La date de mardi gras change chaque année car elle est associée à celle de Pâques (qui est également mobile). Il s’agit dont d’une fête chrétienne qui a toujours lieu 47 jours avant Pâques.

Le lendemain, mercredi des Cendres, marque le début d’une période de pénitence et d’abstinence de 40 jours, en référence aux 40 jours de jeûne de Jésus dans le désert. Il s’achève par la Semaine Sainte qui précède immédiatement le dimanche de Pâques.

Toutefois, avant que mardi gras ne devienne une fête chrétienne associée à Pâques, et donc à la passion du Christ, elle trouve son origine dans les Calendes de Mars romaines qui célébraient la fin de l’hiver.

Pieter Brueghel l’ancien, le combat du Carême et de Mardi gras, vers 1559

Pourquoi Mardi gras est-il… gras ?

Pendant longtemps, le jour « gras » était un jeudi, celui de la semaine précédant le début du Carême. Il est encore célébré dans certains pays d’Europe même si le Mardi gras a largement pris le dessus.
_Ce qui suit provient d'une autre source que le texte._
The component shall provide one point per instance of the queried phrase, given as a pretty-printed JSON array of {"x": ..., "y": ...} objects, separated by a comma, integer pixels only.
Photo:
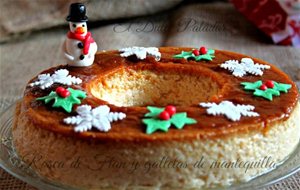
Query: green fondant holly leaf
[
  {"x": 252, "y": 86},
  {"x": 179, "y": 120},
  {"x": 269, "y": 92},
  {"x": 188, "y": 55},
  {"x": 65, "y": 103},
  {"x": 154, "y": 124}
]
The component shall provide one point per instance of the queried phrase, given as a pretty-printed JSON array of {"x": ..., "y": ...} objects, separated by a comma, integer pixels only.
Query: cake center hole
[{"x": 128, "y": 87}]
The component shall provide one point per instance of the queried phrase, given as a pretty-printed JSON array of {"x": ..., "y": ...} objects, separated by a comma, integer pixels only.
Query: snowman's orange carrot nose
[{"x": 79, "y": 30}]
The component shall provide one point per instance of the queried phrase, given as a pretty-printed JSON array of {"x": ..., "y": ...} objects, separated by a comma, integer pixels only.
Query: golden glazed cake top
[{"x": 129, "y": 85}]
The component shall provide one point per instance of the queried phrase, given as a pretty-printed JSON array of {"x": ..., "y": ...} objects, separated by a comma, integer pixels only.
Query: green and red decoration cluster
[
  {"x": 266, "y": 89},
  {"x": 64, "y": 98},
  {"x": 197, "y": 54},
  {"x": 162, "y": 119}
]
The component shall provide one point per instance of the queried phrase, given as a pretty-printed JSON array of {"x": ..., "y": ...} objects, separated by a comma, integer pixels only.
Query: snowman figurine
[{"x": 79, "y": 47}]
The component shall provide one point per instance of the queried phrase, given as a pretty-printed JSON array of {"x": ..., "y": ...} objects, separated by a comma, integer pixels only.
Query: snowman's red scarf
[{"x": 86, "y": 40}]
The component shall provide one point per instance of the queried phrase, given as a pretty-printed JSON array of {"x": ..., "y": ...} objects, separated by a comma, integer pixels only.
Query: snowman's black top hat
[{"x": 77, "y": 13}]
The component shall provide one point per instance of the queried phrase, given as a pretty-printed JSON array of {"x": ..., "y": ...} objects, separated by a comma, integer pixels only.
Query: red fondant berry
[
  {"x": 164, "y": 115},
  {"x": 171, "y": 110},
  {"x": 203, "y": 50},
  {"x": 65, "y": 93},
  {"x": 62, "y": 92},
  {"x": 269, "y": 84},
  {"x": 263, "y": 87},
  {"x": 196, "y": 52},
  {"x": 59, "y": 90}
]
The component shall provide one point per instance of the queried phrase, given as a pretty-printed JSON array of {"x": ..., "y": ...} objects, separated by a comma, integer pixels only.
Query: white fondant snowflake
[
  {"x": 60, "y": 76},
  {"x": 231, "y": 111},
  {"x": 99, "y": 117},
  {"x": 246, "y": 66},
  {"x": 141, "y": 52}
]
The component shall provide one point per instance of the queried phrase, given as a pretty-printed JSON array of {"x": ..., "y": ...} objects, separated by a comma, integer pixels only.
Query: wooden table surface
[{"x": 215, "y": 25}]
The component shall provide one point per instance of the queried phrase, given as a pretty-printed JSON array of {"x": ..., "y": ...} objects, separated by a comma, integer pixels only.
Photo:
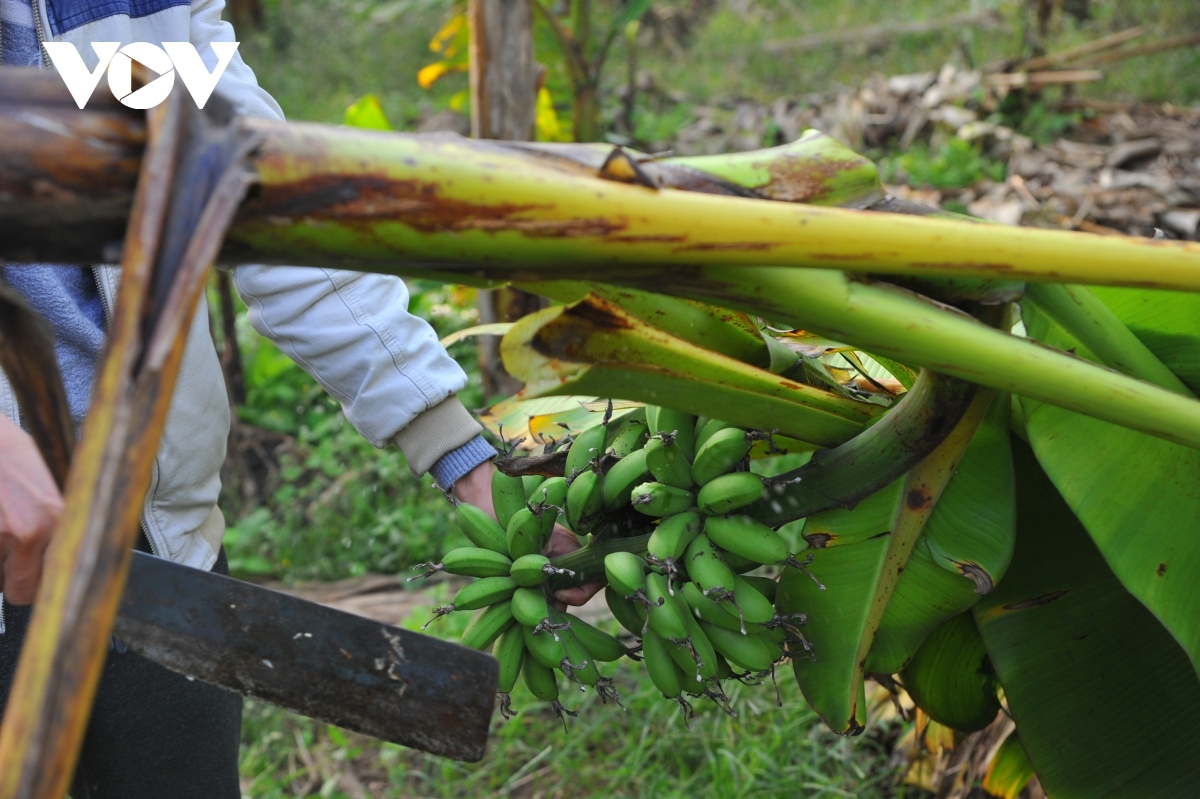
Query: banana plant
[{"x": 1038, "y": 481}]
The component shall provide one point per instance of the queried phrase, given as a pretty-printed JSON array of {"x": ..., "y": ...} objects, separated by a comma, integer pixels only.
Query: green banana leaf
[
  {"x": 815, "y": 168},
  {"x": 1138, "y": 497},
  {"x": 1167, "y": 322},
  {"x": 594, "y": 347},
  {"x": 844, "y": 526},
  {"x": 975, "y": 523},
  {"x": 1105, "y": 701},
  {"x": 949, "y": 677},
  {"x": 852, "y": 584},
  {"x": 1009, "y": 770},
  {"x": 971, "y": 534},
  {"x": 729, "y": 332},
  {"x": 545, "y": 419},
  {"x": 925, "y": 596}
]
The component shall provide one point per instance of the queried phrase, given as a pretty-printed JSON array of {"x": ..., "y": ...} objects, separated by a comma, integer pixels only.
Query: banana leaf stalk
[
  {"x": 1084, "y": 316},
  {"x": 595, "y": 348},
  {"x": 916, "y": 331},
  {"x": 333, "y": 196}
]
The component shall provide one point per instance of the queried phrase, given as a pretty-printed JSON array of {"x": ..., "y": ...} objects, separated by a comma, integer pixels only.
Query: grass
[
  {"x": 646, "y": 750},
  {"x": 319, "y": 55}
]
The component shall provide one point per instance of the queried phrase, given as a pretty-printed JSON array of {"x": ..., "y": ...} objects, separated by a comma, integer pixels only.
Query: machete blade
[{"x": 349, "y": 671}]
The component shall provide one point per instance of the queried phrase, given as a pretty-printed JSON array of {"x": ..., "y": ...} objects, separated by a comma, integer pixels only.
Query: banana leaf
[
  {"x": 1009, "y": 769},
  {"x": 594, "y": 347},
  {"x": 852, "y": 586},
  {"x": 1138, "y": 497},
  {"x": 729, "y": 332},
  {"x": 949, "y": 677},
  {"x": 1167, "y": 322},
  {"x": 845, "y": 526},
  {"x": 925, "y": 596},
  {"x": 1105, "y": 701},
  {"x": 972, "y": 529},
  {"x": 893, "y": 323},
  {"x": 970, "y": 534},
  {"x": 815, "y": 168}
]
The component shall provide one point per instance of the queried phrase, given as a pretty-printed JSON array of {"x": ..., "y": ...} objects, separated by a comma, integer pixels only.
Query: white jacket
[{"x": 352, "y": 331}]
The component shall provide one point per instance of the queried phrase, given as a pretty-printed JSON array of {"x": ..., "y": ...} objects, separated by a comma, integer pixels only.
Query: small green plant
[{"x": 955, "y": 164}]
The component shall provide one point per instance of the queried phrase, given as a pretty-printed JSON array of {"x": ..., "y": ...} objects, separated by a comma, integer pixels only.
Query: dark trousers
[{"x": 154, "y": 734}]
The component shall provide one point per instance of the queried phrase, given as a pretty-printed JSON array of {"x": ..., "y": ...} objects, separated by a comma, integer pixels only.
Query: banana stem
[
  {"x": 1085, "y": 317},
  {"x": 912, "y": 330},
  {"x": 588, "y": 563},
  {"x": 841, "y": 476}
]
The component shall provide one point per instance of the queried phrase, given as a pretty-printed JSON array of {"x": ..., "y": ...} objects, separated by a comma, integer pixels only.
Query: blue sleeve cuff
[{"x": 457, "y": 462}]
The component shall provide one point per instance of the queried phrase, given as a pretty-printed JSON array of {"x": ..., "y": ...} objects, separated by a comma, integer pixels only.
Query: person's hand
[
  {"x": 562, "y": 541},
  {"x": 475, "y": 487},
  {"x": 30, "y": 505}
]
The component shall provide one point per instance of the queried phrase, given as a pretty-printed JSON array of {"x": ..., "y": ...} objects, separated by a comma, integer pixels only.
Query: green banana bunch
[{"x": 676, "y": 584}]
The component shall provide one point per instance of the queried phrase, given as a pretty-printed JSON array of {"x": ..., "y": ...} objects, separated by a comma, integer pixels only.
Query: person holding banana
[{"x": 155, "y": 733}]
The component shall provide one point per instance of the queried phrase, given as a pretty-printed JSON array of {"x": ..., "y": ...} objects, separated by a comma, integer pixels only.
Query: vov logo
[{"x": 166, "y": 60}]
Pour célébrer le dernier jour avant le Carême durant lequel on doit manger « maigre », c’est à dire sans viande ni graisse animale, il était de coutume d’épuiser toutes les réserves de viande mais aussi d’oeufs et de beurre qui ne pourraient pas être utilisées dans les semaines à venir. Ainsi, on mangeait des crêpes, des beignets, des gaufres, des bugnes en Provence ou autres gourmandises.

Le carnaval

Camille Pissaro, Boulevard Montmartre à Mardi gras, 1897

Depuis des siècles, le carnaval est associé à Mardi gras (et pas qu’à Venise !). Si l’on suit la tradition chrétienne à la lettre, c’est en effet le dernier jour où l’on peut faire la fête avant le mardi suivant Pâques, soit un mois et demi plus tard environ.

Selon les époques, les manifestations ont été fort différentes. Au Moyen-Age par exemple, il était coutumier d’aller danser dans l’église, on assistait à la « fête des fous », la messe pouvait être dite à l’envers, etc. À la Renaissance, on se déguise, on inverse les rôles sociaux et des jeux animent le centre des villes et des villages…

Aujourd’hui, des carnavals sont organisés un peu partout, dans tous les pays de tradition chrétienne.